Панычу хотелось шутить, а ее сердце от этого его веселья все больше туманилось, будто чуяло что-то недоброе. Она надеялась узнать у паныча, что там слышно о стрелецких сотнях в Карпатах, и еще думала сказать ему, что вот и его папочка прочитал какую-то газету и очень быстро ушел после этого из дому. И такой сердитый, так нервничал. И что бы то могло быть? Не иначе, как что-то недоброе стряслось там, куда подались сечевые стрельцы. Но, видя паныча в таком веселом настроении, сдержалась и молча поскорей вышла из ванной комнаты. Как бы это сделать, чтобы, пока вернутся паны, сбегать хоть на минутку к своим? И несколько рогаликов у нее припрятаны от панских глаз для детей. Обед для панов у нее сейчас будет готов. Паныч, наверно, после ванны захочет отдохнуть. Дать ему поесть и бежать за Дунай! Хоть бы в эту минуту пани не пришла – не пустит. А так – войдет в покои и застанет своего Дозика уже здесь. Пока будет радоваться да любоваться сыном, она уже и сбегает к своим. А там ведь где-то бродит над Дунаем их мать, потеряла, бедная, с горя разум.

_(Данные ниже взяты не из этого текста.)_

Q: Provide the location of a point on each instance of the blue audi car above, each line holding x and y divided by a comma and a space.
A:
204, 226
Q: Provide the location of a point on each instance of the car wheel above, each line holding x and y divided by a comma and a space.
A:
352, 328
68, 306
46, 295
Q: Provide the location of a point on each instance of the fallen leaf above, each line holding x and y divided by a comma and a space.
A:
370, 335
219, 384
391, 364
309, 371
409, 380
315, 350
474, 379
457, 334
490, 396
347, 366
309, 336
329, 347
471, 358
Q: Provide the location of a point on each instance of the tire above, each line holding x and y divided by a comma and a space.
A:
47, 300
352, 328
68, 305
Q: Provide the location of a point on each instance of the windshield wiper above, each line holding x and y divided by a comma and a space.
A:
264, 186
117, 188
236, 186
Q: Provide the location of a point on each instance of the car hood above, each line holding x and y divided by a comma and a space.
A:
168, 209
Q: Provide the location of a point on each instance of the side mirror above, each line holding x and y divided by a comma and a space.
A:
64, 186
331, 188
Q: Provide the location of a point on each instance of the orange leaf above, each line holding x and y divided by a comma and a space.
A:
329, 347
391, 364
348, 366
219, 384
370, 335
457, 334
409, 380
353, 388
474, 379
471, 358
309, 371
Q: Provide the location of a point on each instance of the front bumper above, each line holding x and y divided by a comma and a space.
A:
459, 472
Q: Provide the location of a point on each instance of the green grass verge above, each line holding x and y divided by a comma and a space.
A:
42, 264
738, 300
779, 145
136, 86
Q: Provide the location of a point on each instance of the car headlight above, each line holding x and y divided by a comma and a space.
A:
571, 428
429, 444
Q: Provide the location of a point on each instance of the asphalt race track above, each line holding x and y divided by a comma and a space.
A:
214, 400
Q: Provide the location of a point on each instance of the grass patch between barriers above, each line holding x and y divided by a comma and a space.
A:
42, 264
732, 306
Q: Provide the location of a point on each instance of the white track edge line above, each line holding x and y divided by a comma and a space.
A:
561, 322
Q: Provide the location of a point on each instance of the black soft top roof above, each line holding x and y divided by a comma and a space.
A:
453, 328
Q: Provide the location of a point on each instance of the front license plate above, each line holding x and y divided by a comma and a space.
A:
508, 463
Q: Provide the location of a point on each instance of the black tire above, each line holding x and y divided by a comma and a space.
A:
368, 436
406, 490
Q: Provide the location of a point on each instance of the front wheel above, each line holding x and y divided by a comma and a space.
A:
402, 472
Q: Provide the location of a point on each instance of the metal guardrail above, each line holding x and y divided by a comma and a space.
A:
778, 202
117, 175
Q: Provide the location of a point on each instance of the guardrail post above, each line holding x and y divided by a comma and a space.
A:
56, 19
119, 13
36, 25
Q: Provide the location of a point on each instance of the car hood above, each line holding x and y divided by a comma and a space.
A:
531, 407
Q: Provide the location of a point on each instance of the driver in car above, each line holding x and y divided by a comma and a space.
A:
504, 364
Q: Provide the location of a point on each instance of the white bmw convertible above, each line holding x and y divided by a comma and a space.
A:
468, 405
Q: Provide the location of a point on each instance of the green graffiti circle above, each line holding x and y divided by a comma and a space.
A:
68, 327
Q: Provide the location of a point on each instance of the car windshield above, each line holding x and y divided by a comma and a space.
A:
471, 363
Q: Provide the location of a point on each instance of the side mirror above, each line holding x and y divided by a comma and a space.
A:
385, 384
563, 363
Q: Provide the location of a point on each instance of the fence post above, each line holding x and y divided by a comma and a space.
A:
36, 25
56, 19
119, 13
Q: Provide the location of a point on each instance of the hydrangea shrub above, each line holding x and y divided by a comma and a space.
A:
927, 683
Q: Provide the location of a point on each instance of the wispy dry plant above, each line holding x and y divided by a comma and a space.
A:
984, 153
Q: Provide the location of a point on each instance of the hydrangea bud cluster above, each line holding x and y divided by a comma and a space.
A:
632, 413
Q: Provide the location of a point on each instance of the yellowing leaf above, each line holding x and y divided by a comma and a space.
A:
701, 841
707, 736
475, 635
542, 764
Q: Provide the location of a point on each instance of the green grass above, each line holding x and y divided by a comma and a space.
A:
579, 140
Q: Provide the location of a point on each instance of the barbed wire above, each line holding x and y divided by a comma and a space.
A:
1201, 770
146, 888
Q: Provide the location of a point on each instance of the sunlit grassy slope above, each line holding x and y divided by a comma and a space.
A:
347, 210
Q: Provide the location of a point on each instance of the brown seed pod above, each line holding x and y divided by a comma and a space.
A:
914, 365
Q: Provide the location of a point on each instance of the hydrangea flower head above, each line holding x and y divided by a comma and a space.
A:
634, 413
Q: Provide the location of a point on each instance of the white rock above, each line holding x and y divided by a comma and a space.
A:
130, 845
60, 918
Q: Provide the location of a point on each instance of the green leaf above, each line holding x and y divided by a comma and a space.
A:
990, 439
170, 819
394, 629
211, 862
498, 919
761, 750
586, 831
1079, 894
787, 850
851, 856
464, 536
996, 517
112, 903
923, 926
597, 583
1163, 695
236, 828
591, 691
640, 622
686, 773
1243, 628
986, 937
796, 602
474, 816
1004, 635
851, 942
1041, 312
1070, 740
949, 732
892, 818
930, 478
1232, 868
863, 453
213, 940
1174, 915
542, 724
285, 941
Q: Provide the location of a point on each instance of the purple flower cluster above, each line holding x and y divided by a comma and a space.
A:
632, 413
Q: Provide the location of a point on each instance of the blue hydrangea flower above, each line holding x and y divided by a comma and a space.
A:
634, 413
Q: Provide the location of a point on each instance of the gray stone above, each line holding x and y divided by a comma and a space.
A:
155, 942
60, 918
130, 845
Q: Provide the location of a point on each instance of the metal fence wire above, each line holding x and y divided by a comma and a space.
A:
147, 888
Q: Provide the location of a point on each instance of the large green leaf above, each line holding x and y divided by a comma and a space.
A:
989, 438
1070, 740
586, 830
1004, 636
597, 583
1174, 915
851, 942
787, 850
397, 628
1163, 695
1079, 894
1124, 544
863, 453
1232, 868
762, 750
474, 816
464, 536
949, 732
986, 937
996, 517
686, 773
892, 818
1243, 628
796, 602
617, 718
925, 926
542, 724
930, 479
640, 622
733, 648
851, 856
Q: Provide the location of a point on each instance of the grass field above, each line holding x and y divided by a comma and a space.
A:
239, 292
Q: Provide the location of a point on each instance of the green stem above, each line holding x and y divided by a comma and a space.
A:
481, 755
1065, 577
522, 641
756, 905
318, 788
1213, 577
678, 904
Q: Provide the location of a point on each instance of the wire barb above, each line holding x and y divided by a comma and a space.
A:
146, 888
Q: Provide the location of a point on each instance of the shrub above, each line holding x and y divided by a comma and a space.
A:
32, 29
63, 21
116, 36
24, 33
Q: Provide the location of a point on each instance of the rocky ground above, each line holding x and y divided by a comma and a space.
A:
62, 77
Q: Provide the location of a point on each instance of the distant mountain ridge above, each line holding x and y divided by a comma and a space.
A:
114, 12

Отец должен быть возле детей. Он теперь для них и за мать. А она, Текля, – главный заработок. Разве не ясно для нее – службой надо дорожить. Это она понимает хорошо. Но пусть все громы сейчас упадут на нее, она пойдет за Дунай.
Только бы сейчас не пришла пани Стефа, только бы не пришла.
– Паныч, я вам приготовлю кое-что, перекусите, пока вернутся ваши мамочка с папочкой. А постель вам стелить?
Но паныч ни того, ни другого не хотел. И кричал из ванны, что он хорошо позавтракал в дороге и спать тоже не хочет, ему больше по сердцу были бы другие дела. Но об этом он скажет только ей на ушко. Паныч по-прежнему был настроен шутить.
– Паныч, если вы ничего не хотите, зато я должна выйти на улицу. А вы никуда не ходите, ждите маму, пусть любуется вами. Это хорошо, если есть у человека, чему радоваться. Не всем, не всем сейчас выпадает такая радость.
Слезы сдавливали горло Текли так, будто она знала, о чем услышит там, за Дунаем! Ой! Ой! Что сделала с ее сердцем тревога. Нет, она все-таки сейчас же пойдет.
– Паныч, помните, я на вас оставляю дом.
Завернула в чистый платочек несколько рогаликов для детей и вышла.